Anniean would love to work for four days a week, but she needs a full-time salary to pay for mortgage and bills.
While Annian and Walters have advanced, the high value of living in Sydney means that their feelings of community have come to an end.
Couple of people studying in the NSW University of the couple had a "strong friendship circle", stayed in the field after graduation and socialized twice a week. Now six or seven couples in different parts of Sydney have moved because they have made their own business to buy a home and raise children.
"They are all spread and because we all have children, it becomes difficult to catch," he says.
& # 39; We purchased what we bought & # 39;
40-year-old Nero Thambipilay lives in the gym's apartment with his wife Abi and two young sons.

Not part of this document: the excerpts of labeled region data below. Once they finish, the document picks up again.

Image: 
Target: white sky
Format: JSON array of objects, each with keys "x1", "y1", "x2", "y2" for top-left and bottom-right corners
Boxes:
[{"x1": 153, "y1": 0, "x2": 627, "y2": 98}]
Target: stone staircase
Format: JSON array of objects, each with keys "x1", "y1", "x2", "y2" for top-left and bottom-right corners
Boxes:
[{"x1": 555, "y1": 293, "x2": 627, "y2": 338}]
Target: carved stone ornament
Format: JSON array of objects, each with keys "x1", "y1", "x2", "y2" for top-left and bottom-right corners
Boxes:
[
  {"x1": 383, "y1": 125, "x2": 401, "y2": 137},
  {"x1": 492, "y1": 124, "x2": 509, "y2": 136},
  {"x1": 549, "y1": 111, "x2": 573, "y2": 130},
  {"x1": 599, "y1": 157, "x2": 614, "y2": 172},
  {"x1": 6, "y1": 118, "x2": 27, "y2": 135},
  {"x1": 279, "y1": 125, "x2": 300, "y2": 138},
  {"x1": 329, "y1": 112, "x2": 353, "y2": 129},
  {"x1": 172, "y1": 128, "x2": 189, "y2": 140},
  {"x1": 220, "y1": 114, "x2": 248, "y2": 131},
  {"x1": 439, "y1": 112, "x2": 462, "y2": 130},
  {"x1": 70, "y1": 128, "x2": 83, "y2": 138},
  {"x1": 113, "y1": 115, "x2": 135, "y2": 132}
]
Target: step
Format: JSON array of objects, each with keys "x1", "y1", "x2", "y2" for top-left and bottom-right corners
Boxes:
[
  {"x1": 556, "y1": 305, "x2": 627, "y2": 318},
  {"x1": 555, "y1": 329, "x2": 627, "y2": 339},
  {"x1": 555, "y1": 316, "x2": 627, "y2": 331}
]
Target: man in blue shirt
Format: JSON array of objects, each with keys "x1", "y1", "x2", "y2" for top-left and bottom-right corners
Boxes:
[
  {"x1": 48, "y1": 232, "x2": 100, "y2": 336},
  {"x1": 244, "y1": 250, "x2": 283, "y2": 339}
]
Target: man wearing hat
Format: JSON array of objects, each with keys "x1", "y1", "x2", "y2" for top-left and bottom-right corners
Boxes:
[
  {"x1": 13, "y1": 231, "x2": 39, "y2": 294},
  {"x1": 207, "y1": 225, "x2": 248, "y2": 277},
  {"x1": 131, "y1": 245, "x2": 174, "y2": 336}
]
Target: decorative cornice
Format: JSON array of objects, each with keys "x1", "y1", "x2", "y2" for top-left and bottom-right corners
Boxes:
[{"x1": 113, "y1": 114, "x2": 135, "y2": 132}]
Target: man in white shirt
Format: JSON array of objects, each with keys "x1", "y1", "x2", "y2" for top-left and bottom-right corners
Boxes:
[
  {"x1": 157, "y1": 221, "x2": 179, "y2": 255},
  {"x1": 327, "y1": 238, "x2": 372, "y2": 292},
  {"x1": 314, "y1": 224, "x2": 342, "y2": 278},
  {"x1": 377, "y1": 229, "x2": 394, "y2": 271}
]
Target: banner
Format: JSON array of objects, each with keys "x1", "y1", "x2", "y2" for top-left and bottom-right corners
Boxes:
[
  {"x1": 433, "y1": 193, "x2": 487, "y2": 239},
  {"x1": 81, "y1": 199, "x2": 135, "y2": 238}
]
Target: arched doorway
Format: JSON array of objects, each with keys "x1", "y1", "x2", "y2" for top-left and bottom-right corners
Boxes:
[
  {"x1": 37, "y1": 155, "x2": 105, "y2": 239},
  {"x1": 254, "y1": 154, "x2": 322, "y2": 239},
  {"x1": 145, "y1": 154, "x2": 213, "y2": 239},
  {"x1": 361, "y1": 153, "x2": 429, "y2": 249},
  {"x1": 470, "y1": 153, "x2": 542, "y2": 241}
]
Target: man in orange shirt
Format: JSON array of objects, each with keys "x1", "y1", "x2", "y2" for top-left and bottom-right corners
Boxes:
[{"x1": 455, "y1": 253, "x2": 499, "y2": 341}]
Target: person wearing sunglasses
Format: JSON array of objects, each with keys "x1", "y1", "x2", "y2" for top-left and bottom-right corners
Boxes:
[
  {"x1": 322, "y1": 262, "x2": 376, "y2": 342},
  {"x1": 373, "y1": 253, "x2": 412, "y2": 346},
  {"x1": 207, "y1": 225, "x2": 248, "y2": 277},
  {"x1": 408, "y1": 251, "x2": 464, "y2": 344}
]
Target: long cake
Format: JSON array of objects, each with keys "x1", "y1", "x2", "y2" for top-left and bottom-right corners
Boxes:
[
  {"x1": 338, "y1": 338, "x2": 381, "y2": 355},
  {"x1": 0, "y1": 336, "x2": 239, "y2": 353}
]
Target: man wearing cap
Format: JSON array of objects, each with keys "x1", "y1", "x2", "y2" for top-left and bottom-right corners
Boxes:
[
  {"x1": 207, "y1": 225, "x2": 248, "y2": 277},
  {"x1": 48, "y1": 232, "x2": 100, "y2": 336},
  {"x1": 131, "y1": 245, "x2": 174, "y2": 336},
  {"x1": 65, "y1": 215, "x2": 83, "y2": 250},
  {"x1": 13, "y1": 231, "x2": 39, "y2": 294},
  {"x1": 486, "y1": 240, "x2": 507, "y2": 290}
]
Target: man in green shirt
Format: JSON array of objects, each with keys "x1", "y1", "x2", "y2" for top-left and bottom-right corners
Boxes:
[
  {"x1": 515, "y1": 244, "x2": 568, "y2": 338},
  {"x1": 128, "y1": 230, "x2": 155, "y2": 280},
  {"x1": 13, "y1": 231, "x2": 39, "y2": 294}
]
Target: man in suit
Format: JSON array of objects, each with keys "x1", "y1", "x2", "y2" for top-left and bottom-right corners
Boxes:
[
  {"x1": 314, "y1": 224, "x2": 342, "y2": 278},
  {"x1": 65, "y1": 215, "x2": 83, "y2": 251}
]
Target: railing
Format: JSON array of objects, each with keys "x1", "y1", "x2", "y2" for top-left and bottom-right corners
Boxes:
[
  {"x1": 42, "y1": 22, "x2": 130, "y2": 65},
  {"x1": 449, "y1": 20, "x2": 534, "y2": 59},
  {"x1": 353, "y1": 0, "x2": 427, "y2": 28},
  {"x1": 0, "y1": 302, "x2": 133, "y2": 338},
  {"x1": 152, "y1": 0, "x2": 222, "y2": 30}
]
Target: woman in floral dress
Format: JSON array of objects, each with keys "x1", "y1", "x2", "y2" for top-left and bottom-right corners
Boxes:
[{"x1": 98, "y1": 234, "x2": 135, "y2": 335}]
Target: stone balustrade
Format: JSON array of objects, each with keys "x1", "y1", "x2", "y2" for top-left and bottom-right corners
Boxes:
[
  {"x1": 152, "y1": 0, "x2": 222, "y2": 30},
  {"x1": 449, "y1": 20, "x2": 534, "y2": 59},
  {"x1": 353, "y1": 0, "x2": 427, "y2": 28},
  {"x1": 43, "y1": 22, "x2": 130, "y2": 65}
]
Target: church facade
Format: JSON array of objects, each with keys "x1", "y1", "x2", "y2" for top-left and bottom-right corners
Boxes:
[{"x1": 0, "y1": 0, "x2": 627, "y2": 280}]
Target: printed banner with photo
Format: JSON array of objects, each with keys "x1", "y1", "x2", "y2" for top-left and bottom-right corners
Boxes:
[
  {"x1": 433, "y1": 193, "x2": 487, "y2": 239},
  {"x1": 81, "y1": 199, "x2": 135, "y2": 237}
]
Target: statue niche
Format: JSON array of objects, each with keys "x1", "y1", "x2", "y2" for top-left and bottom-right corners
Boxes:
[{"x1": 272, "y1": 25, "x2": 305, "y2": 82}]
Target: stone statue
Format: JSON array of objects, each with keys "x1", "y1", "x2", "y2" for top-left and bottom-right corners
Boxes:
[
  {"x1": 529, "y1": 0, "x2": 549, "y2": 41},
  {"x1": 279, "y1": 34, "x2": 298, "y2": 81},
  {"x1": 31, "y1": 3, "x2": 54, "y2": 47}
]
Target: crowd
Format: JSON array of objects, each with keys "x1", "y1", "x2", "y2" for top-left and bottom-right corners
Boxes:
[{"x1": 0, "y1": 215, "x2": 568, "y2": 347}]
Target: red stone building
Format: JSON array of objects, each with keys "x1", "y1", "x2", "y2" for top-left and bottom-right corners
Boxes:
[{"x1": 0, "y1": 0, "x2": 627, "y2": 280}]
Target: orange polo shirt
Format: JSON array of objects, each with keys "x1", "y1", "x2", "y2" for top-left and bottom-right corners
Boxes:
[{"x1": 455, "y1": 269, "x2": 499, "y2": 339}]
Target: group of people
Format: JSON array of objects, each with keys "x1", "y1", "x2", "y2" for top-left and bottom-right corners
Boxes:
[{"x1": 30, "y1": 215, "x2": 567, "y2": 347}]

Thampipilay says, "We chose the first area and then bought what we could buy." "If we want a home for the same price, then we have to go further."
His wife's ability to travel to their job at CBD was an important part of the decision – it is in every way 45 minutes prior to Pimbal by train four days a week.
Saathyan, 5, attends local public school, and is seen by Shivan, 2, childcare or sometimes grandparents. Thampipilay is happy with the school and believes that the local public high school is also good.
Thambipile runs a family-oriented father, a consultant and coaching business helps men and grandchildren overcome problems related to self-doubt, stress and balance of work-life. It also offers advice on investing in property.
He says, "Now the biggest challenge for men is the family struggle." "There are long hours on the job, there is a long association, they are not spending the time they want with their children.
"Their role is to show how to make their limited time best with their children. Then, if they can make changes in some geography or career, but it is not particularly possible in Sydney."
Thambipilay says that his wife would especially like being a mother at home right now, while the boys were young, but it was not financially possible for the family. Rather, she works part-time, and Thamppilley has tailored her work requirement to family needs.
He described it as a "balancing act", Thumbili began working late on his typical day, and in the morning passed the morning with his sons before going to the Gordon office.
The late start sometimes ends late.
"There's a little evening that I do not even see boys, but it's a trade off."
& # 39; I'm here & # 39;
Because she was pregnant with her first child, she was non-psychologically for moving from Kempturdown to Horsensby – but her husband needed to explain.
She says, "I was raised here, so I'm lobbying for it." "Before we moved it, we asked to eat a lot on Newtown King Street!"
The couple was looking into the inner west, but when Cathy, now 40, became pregnant, the bank reduced pre-approval for home loans.
In place of this, the couple decided to buy a three-bedroom house in Horsbyby from the valley point of view, returning a few streets from Bushland and under a train station strike.
Their daughter Emma is now two and hopes to have a couple more children.
Kathy leaves the tree, the backyard to play for the children, and the safest suburb where children are wandering in the neighborhood where they are old.
"For me, I think there is [no trade-offs] Because I have found family and friends here; Her family is a little too far and she's a business-off, "she says. Even though what I want to do is the external stuff, I think I live in a big entertainment park here, booswalking and mountain biking. It was from Maurobra so it needed convincing. "
Cathy works as a solicitor near the Central Station and visits her husband, Wayneard. "Hornsb is on the Newcastle train line, so it is only 35 minutes' journey to the city [if you get the right train]"She said." If we were in a small station with a low train, it would really be a different possibility. "
Catlin FitzSimon is the associate editor of The Sun-Herald and columnist.
Matt Bongard is a journalist in the Sydney Morning Herald.